Ad ogni richiesta di ammodernamento Nicola I continua a rispondere con una dura repressione.

30.5 La rivoluzione orleanista in Francia.

In Francia, nel 1824, con l’ascesa al trono di Carlo X, capo dell’ schieramento filo assolutistico, si
verifica un’ulteriore svolta in senso reazionario/clericale: si istituisce un fondo per risarcire i nobili
delle confische subite durante la rivoluzione, vengono ristabilite le congregazioni abolite.
Però nell’opinione pubblica continuano a diffondersi idee liberali, l’affermazione dei liberali nelle
elezioni del 1824 convince Carlo X ad accettare la formazione di un governo liberale moderato.
Il parlamento non accetta però l’imposizione da parte del re a capo del governo di Polignac, uno dei
maggiori esponenti degli ultras, e suo uomo di fiducia. Il sovrano decide di appoggiare un colpo di
stato da parte di Polignac.

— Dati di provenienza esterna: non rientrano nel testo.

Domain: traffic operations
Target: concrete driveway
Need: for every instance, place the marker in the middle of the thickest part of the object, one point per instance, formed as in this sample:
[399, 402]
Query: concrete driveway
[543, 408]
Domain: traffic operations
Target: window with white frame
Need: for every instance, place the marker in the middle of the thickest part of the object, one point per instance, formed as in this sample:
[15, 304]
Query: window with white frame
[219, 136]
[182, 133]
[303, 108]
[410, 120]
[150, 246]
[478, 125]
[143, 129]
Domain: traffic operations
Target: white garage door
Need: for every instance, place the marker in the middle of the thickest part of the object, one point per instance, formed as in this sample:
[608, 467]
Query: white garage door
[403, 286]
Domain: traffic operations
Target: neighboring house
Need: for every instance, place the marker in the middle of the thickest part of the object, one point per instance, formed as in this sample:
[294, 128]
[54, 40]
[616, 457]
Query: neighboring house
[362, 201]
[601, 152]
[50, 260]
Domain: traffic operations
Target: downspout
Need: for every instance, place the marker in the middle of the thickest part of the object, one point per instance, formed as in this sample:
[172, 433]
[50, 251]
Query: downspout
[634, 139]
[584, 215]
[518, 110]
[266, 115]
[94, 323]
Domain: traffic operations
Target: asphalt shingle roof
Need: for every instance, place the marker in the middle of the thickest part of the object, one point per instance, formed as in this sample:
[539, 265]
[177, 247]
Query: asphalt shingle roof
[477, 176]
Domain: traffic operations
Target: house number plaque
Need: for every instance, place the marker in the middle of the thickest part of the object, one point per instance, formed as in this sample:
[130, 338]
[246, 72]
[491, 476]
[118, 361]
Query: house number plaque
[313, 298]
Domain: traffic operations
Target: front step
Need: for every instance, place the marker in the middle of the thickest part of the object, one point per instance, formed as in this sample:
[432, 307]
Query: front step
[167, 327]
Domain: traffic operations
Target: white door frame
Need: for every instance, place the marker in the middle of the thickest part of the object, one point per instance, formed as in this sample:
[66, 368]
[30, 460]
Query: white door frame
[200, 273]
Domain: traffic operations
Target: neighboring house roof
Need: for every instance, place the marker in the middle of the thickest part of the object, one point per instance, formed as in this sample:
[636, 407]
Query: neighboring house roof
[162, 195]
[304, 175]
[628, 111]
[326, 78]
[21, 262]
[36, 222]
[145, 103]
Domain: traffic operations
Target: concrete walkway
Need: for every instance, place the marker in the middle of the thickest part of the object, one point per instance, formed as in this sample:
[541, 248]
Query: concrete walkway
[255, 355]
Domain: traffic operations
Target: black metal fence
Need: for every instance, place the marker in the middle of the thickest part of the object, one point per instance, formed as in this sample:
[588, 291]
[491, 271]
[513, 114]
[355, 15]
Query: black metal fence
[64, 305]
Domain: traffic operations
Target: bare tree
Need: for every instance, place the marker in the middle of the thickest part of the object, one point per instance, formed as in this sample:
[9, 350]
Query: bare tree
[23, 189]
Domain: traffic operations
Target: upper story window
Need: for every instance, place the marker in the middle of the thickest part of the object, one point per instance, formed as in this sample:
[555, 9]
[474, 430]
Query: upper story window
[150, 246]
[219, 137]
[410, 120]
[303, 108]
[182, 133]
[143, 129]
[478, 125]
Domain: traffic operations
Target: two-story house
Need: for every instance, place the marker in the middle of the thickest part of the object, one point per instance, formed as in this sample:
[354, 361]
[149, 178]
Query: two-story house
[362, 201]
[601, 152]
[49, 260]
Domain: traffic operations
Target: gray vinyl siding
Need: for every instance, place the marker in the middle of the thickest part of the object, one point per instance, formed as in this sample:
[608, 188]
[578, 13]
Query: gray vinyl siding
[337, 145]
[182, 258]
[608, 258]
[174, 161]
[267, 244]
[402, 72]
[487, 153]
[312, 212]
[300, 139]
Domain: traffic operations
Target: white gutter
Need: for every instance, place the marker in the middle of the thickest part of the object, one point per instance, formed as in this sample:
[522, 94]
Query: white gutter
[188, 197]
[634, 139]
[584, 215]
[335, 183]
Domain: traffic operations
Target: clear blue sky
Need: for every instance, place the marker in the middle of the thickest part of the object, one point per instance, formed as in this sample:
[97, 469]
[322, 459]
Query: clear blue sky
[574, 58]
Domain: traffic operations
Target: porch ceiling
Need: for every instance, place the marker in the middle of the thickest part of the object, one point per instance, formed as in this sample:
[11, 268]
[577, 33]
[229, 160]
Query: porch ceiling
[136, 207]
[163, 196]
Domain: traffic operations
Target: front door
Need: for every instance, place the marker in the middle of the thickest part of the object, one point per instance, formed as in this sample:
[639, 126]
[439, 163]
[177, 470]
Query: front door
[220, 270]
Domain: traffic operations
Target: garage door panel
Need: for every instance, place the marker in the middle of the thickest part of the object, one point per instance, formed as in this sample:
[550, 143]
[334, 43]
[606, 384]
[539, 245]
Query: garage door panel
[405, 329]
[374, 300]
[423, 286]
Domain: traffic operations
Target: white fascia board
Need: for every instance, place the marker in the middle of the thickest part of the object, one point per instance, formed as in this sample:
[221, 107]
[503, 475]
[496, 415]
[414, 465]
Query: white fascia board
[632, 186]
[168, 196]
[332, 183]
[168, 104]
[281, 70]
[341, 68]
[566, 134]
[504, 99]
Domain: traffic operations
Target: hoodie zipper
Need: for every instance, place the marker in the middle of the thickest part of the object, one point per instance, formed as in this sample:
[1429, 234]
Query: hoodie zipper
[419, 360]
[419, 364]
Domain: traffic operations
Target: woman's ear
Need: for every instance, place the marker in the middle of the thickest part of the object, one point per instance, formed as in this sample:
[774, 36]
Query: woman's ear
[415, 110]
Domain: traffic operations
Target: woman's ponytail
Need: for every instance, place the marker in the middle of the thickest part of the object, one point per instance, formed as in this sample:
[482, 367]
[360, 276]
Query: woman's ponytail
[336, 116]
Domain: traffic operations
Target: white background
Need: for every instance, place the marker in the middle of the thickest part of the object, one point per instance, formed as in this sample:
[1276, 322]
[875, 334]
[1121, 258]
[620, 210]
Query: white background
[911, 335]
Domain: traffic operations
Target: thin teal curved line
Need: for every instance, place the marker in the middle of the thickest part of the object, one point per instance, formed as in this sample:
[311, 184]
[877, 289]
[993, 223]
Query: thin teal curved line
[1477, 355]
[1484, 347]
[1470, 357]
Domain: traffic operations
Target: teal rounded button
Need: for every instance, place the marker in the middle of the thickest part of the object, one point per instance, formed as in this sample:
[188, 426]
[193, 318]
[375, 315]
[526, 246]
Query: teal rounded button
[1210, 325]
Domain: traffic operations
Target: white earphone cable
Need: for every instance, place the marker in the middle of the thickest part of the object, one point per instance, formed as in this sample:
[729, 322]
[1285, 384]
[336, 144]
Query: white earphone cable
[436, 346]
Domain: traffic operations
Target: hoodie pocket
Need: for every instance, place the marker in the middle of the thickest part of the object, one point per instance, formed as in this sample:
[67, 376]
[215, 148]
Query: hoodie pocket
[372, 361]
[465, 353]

Nel 1830, Carlo X promulga una nuova legge che limita la libertà di
stampa e di voto, di fronte a questo dispotismo insorgono i gruppi di opposizione (liberali,
bonapartisti, repubblicani ) che, appoggiati dal popolo di Parigi, costringono il sovrano alla fuga.
Al fine di evitare una soluzione di tipo repubblicano - democratico, i fautori di una monarchia
costituzionale offrono la corona a Luigi Filippo d’Orleans. Luigi Filippo viene proclamato dal
Parlamento: «re dei francesi per volontà della nazione ». Il nuovo sovrano modifica in senso
liberale la costituzione del 1814: il re è sottoposto a controllo parlamentare, viene sancito principio
di libertà di stampa, ridimensionata la Camera dei pari -.
Con gli eventi parigini del 1830 il periodo detto della restaurazione può dirsi ufficialmente
concluso. La rivoluzione è tornata prepotentemente alla ribalta.